One of the other things about digital is that we’re agnostic about frequency. So most of the radars have specific frequencies, but with a digital radar you can have the radar at any frequency. So for example, we have radars at working at a high frequency at 60 gigahertz. It’s considered a junk band in the United States. They use it for satellite to satellite communication. So you can repurpose all the radio waves you already have in space and satellites for communication. 

What types of companies are most interested in utilizing digital radar?

Elon Musk says that he only will use digital radar and he will steer away from anything that’s vision related. His new cars have radars all around it. 

Mostly our clients use them in drones for collision avoidance and for mining inside caves where there’s no light. We’re also seeing a big shift in views on privacy where nobody wants a camera at home so you have everything that the camera can do without anybody watching you. And because the form factor is so small and the accuracy is so high, it’s going to enable the drone industry to go to the next level for collision avoidance and be able to cater to the masses.

What do you build and when do you buy?

We buy anything we can find. That’s one hundred percent. If anything is out there in the market that is available and we can use it, we will buy it. No two ways about it. But in our field, since everything is new for us, we don’t always have the luxury of that. So we tend to build a lot of things ourselves. But if we can use anything off the shelf we can find, like we use Amazon servers for our machine learning, it’s going to make it easier for us. We actually go for it because time is of the essence. The important thing here is to innovate and move forward. 

What are some of the major roadblocks you think that you might have 2020?

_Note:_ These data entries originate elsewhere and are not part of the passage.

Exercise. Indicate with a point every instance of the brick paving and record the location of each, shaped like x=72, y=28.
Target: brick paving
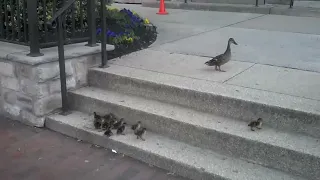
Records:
x=36, y=154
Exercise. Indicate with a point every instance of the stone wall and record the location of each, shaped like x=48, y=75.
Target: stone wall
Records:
x=30, y=87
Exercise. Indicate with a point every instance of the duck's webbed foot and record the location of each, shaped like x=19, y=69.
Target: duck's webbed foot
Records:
x=221, y=70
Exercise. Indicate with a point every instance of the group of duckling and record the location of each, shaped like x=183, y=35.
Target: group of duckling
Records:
x=111, y=122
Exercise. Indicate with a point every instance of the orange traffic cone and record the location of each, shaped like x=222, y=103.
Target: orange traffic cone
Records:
x=162, y=8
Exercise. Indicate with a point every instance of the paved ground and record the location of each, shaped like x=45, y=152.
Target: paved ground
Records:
x=275, y=53
x=30, y=154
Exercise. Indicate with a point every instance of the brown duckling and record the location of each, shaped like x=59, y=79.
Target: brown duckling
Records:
x=222, y=58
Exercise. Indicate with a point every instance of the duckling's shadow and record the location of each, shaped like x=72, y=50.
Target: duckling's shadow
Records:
x=206, y=69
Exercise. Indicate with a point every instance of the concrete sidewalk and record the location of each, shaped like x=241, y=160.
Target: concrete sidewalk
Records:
x=278, y=54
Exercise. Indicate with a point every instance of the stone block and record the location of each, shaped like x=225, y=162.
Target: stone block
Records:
x=55, y=85
x=10, y=83
x=11, y=110
x=31, y=119
x=18, y=99
x=24, y=70
x=7, y=69
x=47, y=104
x=34, y=89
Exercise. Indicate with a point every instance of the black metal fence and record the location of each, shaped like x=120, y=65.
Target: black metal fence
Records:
x=17, y=15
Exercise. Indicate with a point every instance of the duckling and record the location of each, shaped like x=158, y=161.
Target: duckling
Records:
x=255, y=124
x=136, y=126
x=121, y=129
x=140, y=133
x=222, y=58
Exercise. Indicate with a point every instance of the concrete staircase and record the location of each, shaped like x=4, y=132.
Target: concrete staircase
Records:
x=198, y=129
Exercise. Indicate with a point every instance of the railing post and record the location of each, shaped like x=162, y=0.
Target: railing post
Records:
x=33, y=28
x=91, y=23
x=104, y=59
x=62, y=67
x=291, y=3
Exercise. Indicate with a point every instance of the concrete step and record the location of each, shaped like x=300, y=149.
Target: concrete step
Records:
x=275, y=7
x=293, y=153
x=279, y=111
x=157, y=150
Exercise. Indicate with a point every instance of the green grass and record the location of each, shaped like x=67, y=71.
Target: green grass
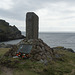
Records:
x=64, y=65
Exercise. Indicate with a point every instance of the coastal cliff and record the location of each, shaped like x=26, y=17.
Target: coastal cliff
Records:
x=8, y=32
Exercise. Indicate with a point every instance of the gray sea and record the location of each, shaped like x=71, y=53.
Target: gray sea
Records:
x=53, y=39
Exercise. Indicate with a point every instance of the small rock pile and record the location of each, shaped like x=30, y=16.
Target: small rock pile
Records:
x=40, y=50
x=12, y=51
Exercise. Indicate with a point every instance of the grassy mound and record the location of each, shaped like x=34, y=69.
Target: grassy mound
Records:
x=63, y=65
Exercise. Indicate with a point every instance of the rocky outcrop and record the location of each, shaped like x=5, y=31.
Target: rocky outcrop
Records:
x=8, y=32
x=40, y=51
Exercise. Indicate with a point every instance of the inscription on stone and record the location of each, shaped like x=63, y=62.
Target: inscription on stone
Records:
x=32, y=22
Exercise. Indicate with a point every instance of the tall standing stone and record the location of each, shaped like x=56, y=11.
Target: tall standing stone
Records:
x=32, y=22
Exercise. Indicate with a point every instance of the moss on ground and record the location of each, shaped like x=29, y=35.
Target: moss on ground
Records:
x=64, y=65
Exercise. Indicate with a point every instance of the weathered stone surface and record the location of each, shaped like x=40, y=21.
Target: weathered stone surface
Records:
x=31, y=25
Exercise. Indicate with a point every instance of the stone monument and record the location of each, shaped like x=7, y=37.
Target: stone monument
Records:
x=32, y=22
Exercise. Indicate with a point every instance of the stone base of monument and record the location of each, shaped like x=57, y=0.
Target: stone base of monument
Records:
x=40, y=51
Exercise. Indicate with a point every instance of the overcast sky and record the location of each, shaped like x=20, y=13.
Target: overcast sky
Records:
x=54, y=15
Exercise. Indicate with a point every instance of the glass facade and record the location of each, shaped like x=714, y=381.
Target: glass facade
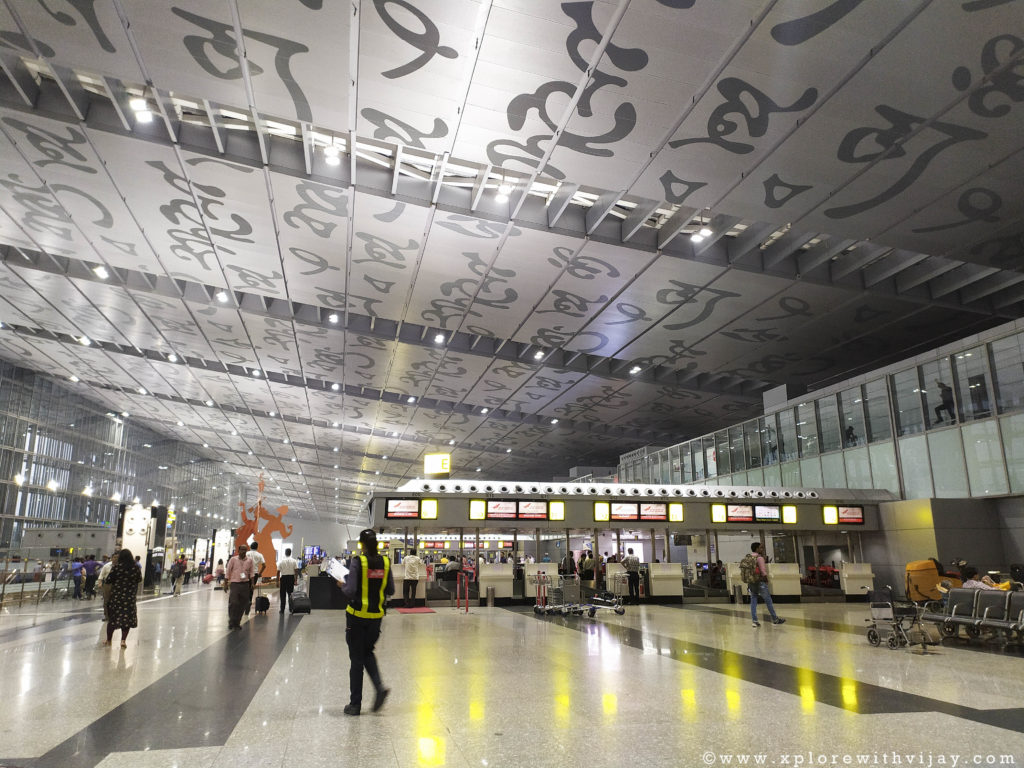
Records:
x=948, y=427
x=66, y=461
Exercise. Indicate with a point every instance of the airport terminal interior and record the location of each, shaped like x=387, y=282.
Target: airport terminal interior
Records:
x=504, y=280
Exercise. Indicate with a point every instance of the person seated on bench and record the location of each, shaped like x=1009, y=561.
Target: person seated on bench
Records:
x=971, y=581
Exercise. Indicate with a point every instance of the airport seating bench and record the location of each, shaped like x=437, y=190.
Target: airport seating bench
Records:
x=976, y=610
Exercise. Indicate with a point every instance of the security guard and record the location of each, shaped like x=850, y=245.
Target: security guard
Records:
x=368, y=585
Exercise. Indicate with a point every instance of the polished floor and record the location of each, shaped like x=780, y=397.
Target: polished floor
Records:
x=658, y=686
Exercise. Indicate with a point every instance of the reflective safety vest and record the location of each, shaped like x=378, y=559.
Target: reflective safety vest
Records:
x=370, y=601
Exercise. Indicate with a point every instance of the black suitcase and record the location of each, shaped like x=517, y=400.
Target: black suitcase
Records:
x=262, y=604
x=300, y=602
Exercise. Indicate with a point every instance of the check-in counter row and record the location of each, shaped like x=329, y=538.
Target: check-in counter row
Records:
x=783, y=579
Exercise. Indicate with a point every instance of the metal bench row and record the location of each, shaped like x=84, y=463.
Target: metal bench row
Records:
x=979, y=609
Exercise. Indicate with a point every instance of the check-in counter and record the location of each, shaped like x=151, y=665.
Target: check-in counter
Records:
x=498, y=576
x=783, y=579
x=666, y=580
x=398, y=574
x=530, y=571
x=855, y=579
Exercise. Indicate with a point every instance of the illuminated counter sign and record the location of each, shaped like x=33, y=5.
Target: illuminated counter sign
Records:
x=843, y=515
x=401, y=508
x=532, y=510
x=626, y=511
x=739, y=513
x=501, y=510
x=653, y=512
x=851, y=515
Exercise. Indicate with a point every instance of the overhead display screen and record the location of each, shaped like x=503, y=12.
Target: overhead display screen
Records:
x=851, y=515
x=532, y=510
x=501, y=510
x=739, y=513
x=653, y=511
x=625, y=511
x=401, y=508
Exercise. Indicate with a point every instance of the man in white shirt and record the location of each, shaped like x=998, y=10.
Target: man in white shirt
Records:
x=412, y=563
x=259, y=563
x=286, y=576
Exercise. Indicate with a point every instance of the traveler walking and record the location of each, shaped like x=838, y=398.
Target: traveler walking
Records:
x=367, y=586
x=754, y=570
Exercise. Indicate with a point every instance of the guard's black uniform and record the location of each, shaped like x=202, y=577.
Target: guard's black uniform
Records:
x=368, y=585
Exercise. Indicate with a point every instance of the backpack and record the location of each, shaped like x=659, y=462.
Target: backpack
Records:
x=749, y=569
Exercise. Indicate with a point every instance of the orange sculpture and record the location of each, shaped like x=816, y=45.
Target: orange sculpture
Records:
x=273, y=524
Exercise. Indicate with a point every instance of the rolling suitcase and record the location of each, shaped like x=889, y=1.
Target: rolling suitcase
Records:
x=300, y=602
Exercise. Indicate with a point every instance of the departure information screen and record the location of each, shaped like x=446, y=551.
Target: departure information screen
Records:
x=401, y=508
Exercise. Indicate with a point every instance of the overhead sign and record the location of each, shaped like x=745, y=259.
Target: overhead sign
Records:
x=437, y=465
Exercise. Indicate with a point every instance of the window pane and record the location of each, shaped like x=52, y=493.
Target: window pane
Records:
x=787, y=435
x=832, y=438
x=769, y=440
x=753, y=435
x=909, y=418
x=916, y=470
x=973, y=385
x=852, y=402
x=1008, y=369
x=984, y=459
x=807, y=429
x=948, y=471
x=1013, y=445
x=877, y=400
x=938, y=379
x=737, y=455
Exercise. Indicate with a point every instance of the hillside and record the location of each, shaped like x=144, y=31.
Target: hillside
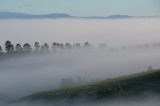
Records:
x=15, y=15
x=126, y=86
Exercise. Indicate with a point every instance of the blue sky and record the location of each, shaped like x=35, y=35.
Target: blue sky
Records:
x=84, y=7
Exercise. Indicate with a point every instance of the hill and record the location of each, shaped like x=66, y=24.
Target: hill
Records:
x=15, y=15
x=122, y=87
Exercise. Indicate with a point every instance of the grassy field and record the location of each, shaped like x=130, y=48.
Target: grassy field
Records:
x=125, y=86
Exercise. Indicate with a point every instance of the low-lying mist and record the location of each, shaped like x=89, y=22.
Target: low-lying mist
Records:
x=25, y=75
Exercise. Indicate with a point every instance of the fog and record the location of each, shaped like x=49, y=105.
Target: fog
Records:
x=113, y=32
x=21, y=76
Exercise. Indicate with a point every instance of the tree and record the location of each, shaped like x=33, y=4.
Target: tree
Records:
x=1, y=52
x=102, y=45
x=37, y=47
x=68, y=46
x=77, y=46
x=87, y=45
x=27, y=48
x=9, y=47
x=19, y=48
x=54, y=46
x=46, y=47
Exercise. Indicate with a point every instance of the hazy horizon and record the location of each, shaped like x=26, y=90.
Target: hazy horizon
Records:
x=114, y=33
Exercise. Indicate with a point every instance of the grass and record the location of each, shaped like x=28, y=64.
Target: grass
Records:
x=125, y=86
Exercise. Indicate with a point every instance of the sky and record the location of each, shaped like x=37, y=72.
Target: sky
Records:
x=84, y=7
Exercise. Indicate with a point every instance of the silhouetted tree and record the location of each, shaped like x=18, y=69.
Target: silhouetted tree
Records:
x=77, y=46
x=1, y=51
x=46, y=47
x=87, y=45
x=102, y=45
x=68, y=46
x=9, y=47
x=27, y=48
x=42, y=49
x=54, y=46
x=37, y=47
x=19, y=48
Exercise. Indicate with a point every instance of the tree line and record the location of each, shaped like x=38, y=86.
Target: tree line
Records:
x=11, y=49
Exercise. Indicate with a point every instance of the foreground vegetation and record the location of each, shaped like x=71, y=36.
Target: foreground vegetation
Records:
x=126, y=86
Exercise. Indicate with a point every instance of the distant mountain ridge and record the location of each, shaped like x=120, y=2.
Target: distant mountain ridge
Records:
x=15, y=15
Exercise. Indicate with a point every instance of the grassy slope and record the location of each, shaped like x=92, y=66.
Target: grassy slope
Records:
x=120, y=87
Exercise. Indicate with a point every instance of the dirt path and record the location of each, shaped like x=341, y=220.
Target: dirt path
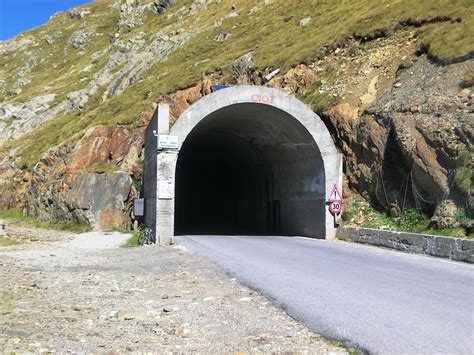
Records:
x=65, y=292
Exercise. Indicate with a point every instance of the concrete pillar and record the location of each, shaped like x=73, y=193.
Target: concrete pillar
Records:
x=166, y=167
x=165, y=181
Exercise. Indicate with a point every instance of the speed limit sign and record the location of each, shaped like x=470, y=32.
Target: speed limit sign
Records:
x=335, y=207
x=335, y=201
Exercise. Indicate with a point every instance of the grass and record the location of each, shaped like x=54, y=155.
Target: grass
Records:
x=15, y=215
x=272, y=34
x=317, y=101
x=360, y=212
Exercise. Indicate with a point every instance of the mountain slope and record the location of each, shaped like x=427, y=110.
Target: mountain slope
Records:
x=106, y=64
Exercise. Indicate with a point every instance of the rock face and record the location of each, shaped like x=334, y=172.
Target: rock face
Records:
x=91, y=181
x=101, y=200
x=399, y=119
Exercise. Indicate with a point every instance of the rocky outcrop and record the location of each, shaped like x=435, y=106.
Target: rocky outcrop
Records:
x=90, y=181
x=101, y=200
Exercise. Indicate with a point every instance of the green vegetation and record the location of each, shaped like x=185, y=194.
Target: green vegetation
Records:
x=318, y=102
x=16, y=215
x=413, y=221
x=463, y=176
x=272, y=34
x=136, y=239
x=6, y=241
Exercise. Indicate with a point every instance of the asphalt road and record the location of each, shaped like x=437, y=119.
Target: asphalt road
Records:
x=375, y=299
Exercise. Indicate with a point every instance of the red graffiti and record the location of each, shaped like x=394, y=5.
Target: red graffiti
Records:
x=270, y=99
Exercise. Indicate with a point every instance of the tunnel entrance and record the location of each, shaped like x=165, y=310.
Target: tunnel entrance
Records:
x=250, y=169
x=246, y=160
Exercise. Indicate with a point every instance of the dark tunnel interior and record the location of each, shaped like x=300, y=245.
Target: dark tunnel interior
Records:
x=250, y=169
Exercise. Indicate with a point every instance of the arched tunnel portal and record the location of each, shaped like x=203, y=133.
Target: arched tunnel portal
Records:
x=251, y=160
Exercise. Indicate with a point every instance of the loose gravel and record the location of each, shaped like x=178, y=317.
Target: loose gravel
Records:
x=82, y=293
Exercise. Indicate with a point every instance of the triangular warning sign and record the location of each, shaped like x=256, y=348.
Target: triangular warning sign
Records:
x=335, y=195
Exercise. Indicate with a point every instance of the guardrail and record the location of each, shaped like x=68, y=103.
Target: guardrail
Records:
x=443, y=247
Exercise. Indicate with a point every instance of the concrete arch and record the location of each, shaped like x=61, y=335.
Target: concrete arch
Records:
x=295, y=122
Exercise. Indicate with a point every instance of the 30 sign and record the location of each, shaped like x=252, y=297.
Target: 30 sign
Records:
x=335, y=201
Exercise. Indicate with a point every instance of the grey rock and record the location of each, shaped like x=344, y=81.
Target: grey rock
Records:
x=242, y=65
x=443, y=247
x=94, y=197
x=78, y=13
x=304, y=22
x=78, y=39
x=160, y=6
x=76, y=100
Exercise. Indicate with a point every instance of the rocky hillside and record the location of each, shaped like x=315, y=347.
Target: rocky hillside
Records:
x=393, y=83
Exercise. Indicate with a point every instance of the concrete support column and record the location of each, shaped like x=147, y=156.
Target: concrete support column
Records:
x=333, y=177
x=166, y=167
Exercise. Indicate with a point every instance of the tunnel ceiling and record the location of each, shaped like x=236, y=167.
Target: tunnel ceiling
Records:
x=250, y=169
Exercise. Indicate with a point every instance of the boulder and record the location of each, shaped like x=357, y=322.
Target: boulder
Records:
x=241, y=67
x=101, y=199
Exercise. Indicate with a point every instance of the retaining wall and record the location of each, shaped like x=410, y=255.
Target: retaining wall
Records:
x=444, y=247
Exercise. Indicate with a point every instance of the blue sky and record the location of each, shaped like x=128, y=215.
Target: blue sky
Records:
x=20, y=15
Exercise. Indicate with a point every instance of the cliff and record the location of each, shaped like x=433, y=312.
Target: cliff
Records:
x=393, y=83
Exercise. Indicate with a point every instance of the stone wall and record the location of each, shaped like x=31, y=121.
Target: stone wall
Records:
x=444, y=247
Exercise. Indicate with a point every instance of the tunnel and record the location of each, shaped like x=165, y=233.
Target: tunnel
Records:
x=253, y=169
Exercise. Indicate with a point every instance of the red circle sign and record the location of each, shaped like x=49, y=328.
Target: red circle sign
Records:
x=335, y=207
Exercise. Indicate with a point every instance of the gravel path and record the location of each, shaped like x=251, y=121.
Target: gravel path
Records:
x=63, y=292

In our specific field, 5G is a big roadblock because we don’t have a lot of innovation in it and it’s where the world is going. So we’re seeing that we cannot import Huawei or anything that’s not American for now for those 5G chips. So that’s actually hurting because we don’t have our hands on chips to test on and start working and prototyping on them right now whereas the whole world is already on it.

All the chips are now up to speed. What the Chinese are doing is just unbelievable. Like the chips they have, we want to get our hands on those and use them instead of working with something that’s half working and not the same specs. You’re already behind at that point.